An imposing, barrel-chested man, he has won praise for his efforts, if not his success in walking a conciliatory line with Arab insurgents and disaffected Sunni Arabs who had largely boycotted the political process.

Talabani, married and a father of two, has dominated Kurdish political life along with his rival Massoud Barzani, with whom he cut a deal to become Iraq's president. In his mountainous northern fiefdom of Sulaimaniyah, Talabani is known simply as Uncle (Mam) Jalal.

Born in 1933 in the rustic Kalkan village in the depths of northern Iraq, as a young man he was quickly seduced by the Kurdish struggle for a homeland to unite a people scattered across Iraq, Iran, Turkey and Syria.

Today impeccably dressed in Western suits, he has an unaffected manner and a sense of humour, and is known to ask Iraqi journalists to give him the word on the street. His preferred catchphrase is: "My door is open to all Iraqis".

After studying law at Baghdad University and doing a stint in the army, Talabani joined the Kurdistan Democratic Party of Mullah Mustafa Barzani and took to the hills in a first uprising against the Iraqi government in 1961.

But he famously fell out with Barzani, who sued for peace with Baghdad -- the start of a long and costly internecine feud among Iraqi Kurds.

Talabani joined a Kurdish Democratic Party splinter faction in 1964 and fled to neighbouring Iran with his future father-in-law, Ahmed Ibrahim, in protest.

He formalised the break-up in 1975 by establishing his Patriotic Union of Kurdistan after Barzani's forces, abandoned by their Iranian, US and Israeli allies, were routed by Saddam Hussein's army.

Talabani's long career in troubled modern Iraq has also witnessed some of the lowest moments in Kurdish history.

A renewed uprising in the 1980s against the Saddam regime sparked the notorious Anfal campaign of 1988 in which the army razed hundreds of Kurdish villages and gassed thousands of people.

Kurds were driven from their homes across north-central Iraq, particularly around the oil city of Kirkuk, as Saddam set out to Arabise the region.

Worse was to come in the aftermath of the 1991 Gulf war, when the Kurdish uprising collapsed, prompting hundreds of thousands to seek refuge on the mountainous borders with Iran and Turkey in the heart of winter.

Western intervention allowed the Kurds to re-establish control over the three most northerly provinces of Iraq but the rebel enclave fell far short of Kurdish claims for full independence.

The rivalry between Talabani and the Barzanis, led by Mullah Mustafa's son Massoud, degenerated to all-out war in 1993, as Talabani challenged the rival KDP monopoly over customs revenues levied at the Turkish border.

The disastrous struggle climaxed with a KDP-invited invasion and re-conquest of Arbil by Saddam's forces in 1996.

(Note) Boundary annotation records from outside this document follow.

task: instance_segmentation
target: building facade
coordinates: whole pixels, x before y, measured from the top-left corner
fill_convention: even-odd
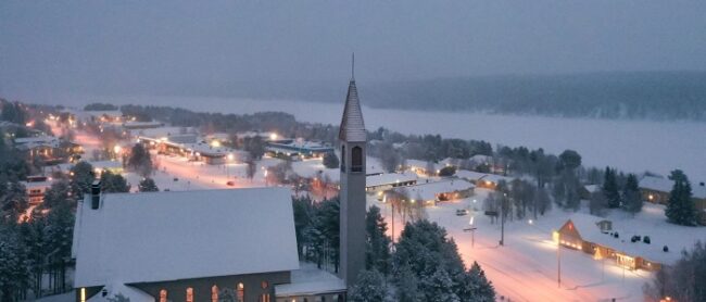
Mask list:
[[[365,154],[367,134],[355,78],[351,77],[339,129],[341,150],[340,270],[346,286],[365,267]]]

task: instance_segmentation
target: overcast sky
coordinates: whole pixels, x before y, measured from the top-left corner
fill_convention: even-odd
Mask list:
[[[0,1],[0,93],[706,70],[706,1]]]

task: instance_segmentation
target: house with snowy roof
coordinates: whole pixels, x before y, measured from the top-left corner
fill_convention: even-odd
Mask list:
[[[459,169],[456,171],[456,177],[466,179],[479,188],[495,189],[497,183],[504,180],[509,184],[513,181],[512,177],[490,174],[490,173],[480,173],[475,171]]]
[[[644,176],[640,179],[639,187],[643,200],[667,204],[673,184],[669,178]],[[706,225],[706,184],[704,181],[692,183],[691,191],[694,207],[698,211],[699,223]]]
[[[396,187],[405,187],[417,184],[417,175],[411,172],[405,173],[379,173],[365,177],[365,190],[377,192]]]
[[[679,261],[681,250],[704,239],[703,234],[689,240],[676,237],[673,232],[683,227],[664,224],[641,219],[613,222],[575,213],[553,237],[563,248],[583,251],[596,260],[614,261],[628,269],[658,270]]]
[[[336,301],[345,292],[326,272],[293,273],[287,188],[101,193],[93,186],[78,204],[72,254],[79,302],[281,301],[279,289],[287,301]]]
[[[392,192],[412,202],[434,205],[440,201],[464,199],[474,194],[474,184],[464,179],[443,179],[393,188]]]

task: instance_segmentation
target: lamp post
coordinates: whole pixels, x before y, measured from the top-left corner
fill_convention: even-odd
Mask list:
[[[557,262],[557,268],[556,268],[556,280],[558,284],[558,287],[562,288],[562,234],[557,232],[556,236],[556,262]]]
[[[505,200],[507,193],[503,193],[503,199],[500,202],[500,244],[505,247]]]

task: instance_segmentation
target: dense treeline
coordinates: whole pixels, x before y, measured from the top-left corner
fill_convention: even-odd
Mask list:
[[[338,272],[339,202],[294,198],[294,225],[300,257]],[[388,226],[377,206],[365,218],[365,269],[349,300],[494,301],[495,290],[477,263],[468,269],[446,230],[436,223],[407,223],[392,248]],[[394,290],[389,290],[389,285]]]
[[[706,72],[500,75],[358,83],[365,86],[360,91],[365,104],[373,108],[706,121]],[[156,92],[341,102],[344,89],[341,83],[332,81],[228,83]]]
[[[706,121],[706,73],[439,78],[373,85],[369,105],[510,114]]]

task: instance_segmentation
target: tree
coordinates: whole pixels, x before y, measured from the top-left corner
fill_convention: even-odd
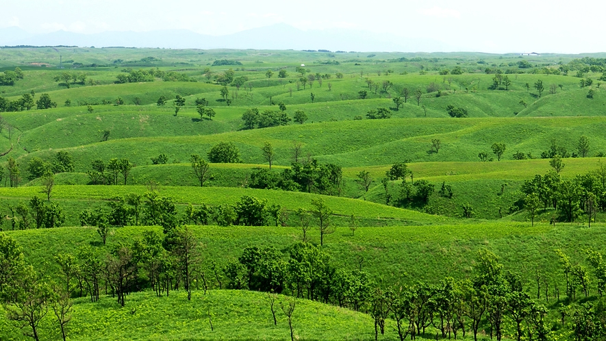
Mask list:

True rapprochement came only in 2002, when it became clear that Washington intended to topple Saddam. Since then Talabani and Barzani have sought to set aside their rivalries and unite to safeguard their hard-won gains.

Even today, the two men control separate fiefdoms -- Talabani's in Sulaimaniyah province and Barzani's in Arbil and Dohuk to the northwest. As part of the deal giving him the presidency, Talabani agreed Barzani would be president of Kurdistan's regional government, grouping both men's fiefdoms.